A lack of meaning and purpose impacts contemporary society, Hari argues. The need for purpose is universal. Lack of meaning stems from various aspects of people’s lives, including jobs, poverty, or hope for the future. For Hari, these count as a form of disconnection as much as loneliness. According to one study, the more fulfilling one’s work “the more friends and social activity you had after work” (83). Acknowledging traumas also help free individuals from the shame that interferes with their lives and relationships (294-97).

Recovering one’s sense of meaning underlies Hari’s ideas for reconnection. Although meaning and purpose are personal and individual, they can affect one’s connections with others and society as a whole.

Materialism is one of the major obstacles to forming necessary connections, Hari argues. Materialism includes “junk values,” which originates from Hari’s comparison of materialism to junk food. Junk values “look like real values; they appeal to the part of us that has evolved to need some basic principles to guide us through life; yet they don’t give us what we need from values—a path to a satisfying life. Instead, they fill us with psychological toxins” (117).

In Hari’s view, junk values are extrinsic values, or what people do to receive rewards, rather than intrinsic values, or the actions people perform for the sake of their own joy. The effect of junk values impacts both our understanding of ourselves and our connections with others, Hari says. They worsen relationships with other people, and individuals with junk values are less likely to “simply lose ourselves doing something we love” (118), more likely to be strongly affected by others’ judgments, and are pressured to spend more time working than forming connections.

Hari views junk values not as an individual weakness, but as something actively encouraged by contemporary society. This is especially because of the power advertising has in the modern world: “[A]dvertising plays a key role in why we are, every day, choosing a value system that makes us feel worse” (122). Junk values and materialism negatively shape a person’s relationships and self-perception. The solution to junk values is reconnection, both with people and with our own intrinsic needs: “By coming together with other people, and thinking deeply, and reconnecting with what really matters, we can begin to dig a tunnel back to meaningful values” (264).

Medicalization of Depression

Hari wrote Lost Connections due to his changing attitude about his own use of antidepressants. The question of whether or not depression is primarily caused by biological and genetic causes drives the main argument in Lost Connections, especially the first part of the book. Hari supports the argument that “depression isn’t a disease; depression is a normal response to abnormal life experiences” (136).
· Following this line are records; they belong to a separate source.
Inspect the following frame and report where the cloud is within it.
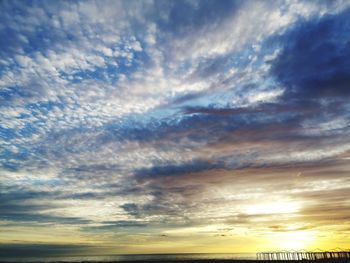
[0,1,350,253]
[272,7,350,98]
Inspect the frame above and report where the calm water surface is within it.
[0,253,255,262]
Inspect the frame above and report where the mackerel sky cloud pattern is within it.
[0,0,350,253]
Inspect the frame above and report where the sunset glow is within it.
[0,0,350,261]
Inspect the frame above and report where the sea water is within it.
[0,253,256,263]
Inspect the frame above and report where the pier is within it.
[256,250,350,262]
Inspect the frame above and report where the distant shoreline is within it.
[0,259,349,263]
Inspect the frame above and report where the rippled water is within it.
[0,253,255,262]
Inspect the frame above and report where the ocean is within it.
[0,253,256,263]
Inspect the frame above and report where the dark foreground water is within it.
[0,253,256,262]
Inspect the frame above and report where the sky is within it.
[0,0,350,260]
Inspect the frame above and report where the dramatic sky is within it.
[0,0,350,255]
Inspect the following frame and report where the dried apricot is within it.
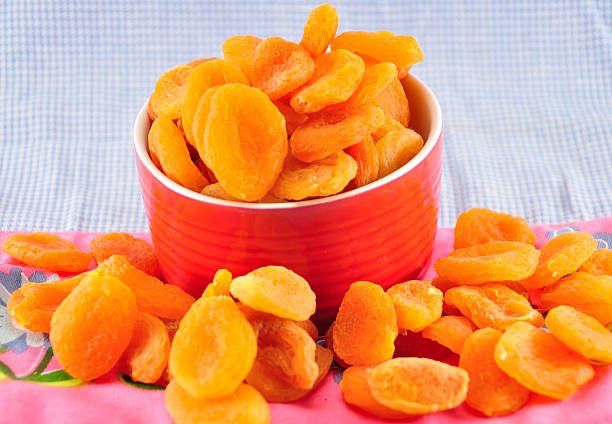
[434,241,539,284]
[578,249,612,275]
[444,284,544,331]
[545,305,612,364]
[120,312,170,384]
[149,114,208,192]
[89,233,159,276]
[271,151,357,200]
[181,59,248,146]
[98,255,195,319]
[521,232,597,289]
[376,128,423,178]
[421,315,476,354]
[221,35,261,83]
[49,272,138,381]
[289,106,385,162]
[165,380,270,424]
[459,328,529,417]
[333,281,397,365]
[495,322,594,399]
[196,84,287,201]
[387,280,444,332]
[168,296,257,398]
[252,37,315,100]
[147,65,193,121]
[6,273,87,333]
[367,358,469,414]
[346,137,380,187]
[540,272,612,325]
[291,49,364,113]
[230,266,316,321]
[2,233,91,273]
[300,3,338,57]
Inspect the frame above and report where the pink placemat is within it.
[0,217,612,424]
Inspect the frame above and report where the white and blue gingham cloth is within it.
[0,0,612,231]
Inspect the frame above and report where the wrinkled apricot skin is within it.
[546,306,612,364]
[271,151,358,200]
[289,106,385,162]
[165,379,270,424]
[168,296,257,398]
[89,233,160,276]
[454,208,536,249]
[387,280,444,332]
[148,114,208,192]
[521,232,597,289]
[332,281,398,366]
[444,284,544,331]
[495,322,594,400]
[49,272,138,381]
[2,233,91,273]
[434,241,539,284]
[459,328,529,417]
[367,358,469,414]
[540,272,612,325]
[196,84,288,201]
[300,3,338,57]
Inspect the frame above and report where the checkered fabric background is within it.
[0,0,612,231]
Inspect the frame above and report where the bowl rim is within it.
[133,74,442,210]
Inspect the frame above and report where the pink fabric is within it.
[0,217,612,424]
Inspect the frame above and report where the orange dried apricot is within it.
[521,232,597,289]
[331,31,423,78]
[434,241,539,284]
[196,84,288,201]
[367,358,469,414]
[120,312,170,384]
[459,328,529,417]
[387,280,444,332]
[578,249,612,275]
[168,296,257,398]
[6,273,87,333]
[454,208,536,249]
[545,305,612,364]
[333,281,397,365]
[181,59,248,146]
[495,322,594,399]
[147,65,193,121]
[540,272,612,325]
[444,284,544,331]
[49,272,138,381]
[230,266,316,321]
[2,233,91,273]
[421,315,476,354]
[300,3,338,57]
[289,106,385,162]
[221,35,261,83]
[376,128,423,178]
[165,380,270,424]
[89,233,159,276]
[148,114,208,192]
[291,49,364,113]
[270,150,357,200]
[346,137,380,187]
[252,37,315,100]
[98,255,195,319]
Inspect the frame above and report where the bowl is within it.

Instead of defining antidepressants purely in terms of a class of drug, Hari proposes extending their definition include when “social circumstances [are] changed” (195), like when a severely injured Cambodian farmer is given a cow.

For Hari, the medicalization of depression is caused by the influence of pharmaceutical companies. Dr. Irving Kirsch argues that the belief that depression is caused by a chemical imbalance was an “accident of history” (36). Hari adds that drug companies have pushed this idea through cherry-picked studies and other tactics. For example, the “rules they have written are designed to make it extremely easy to get a drug approved” (38). It is not just that chemical antidepressants have more limited effectiveness than advertised and have potentially severe side effects. For Hari, the problem is that pharmaceutical companies push antidepressants so that they can profit.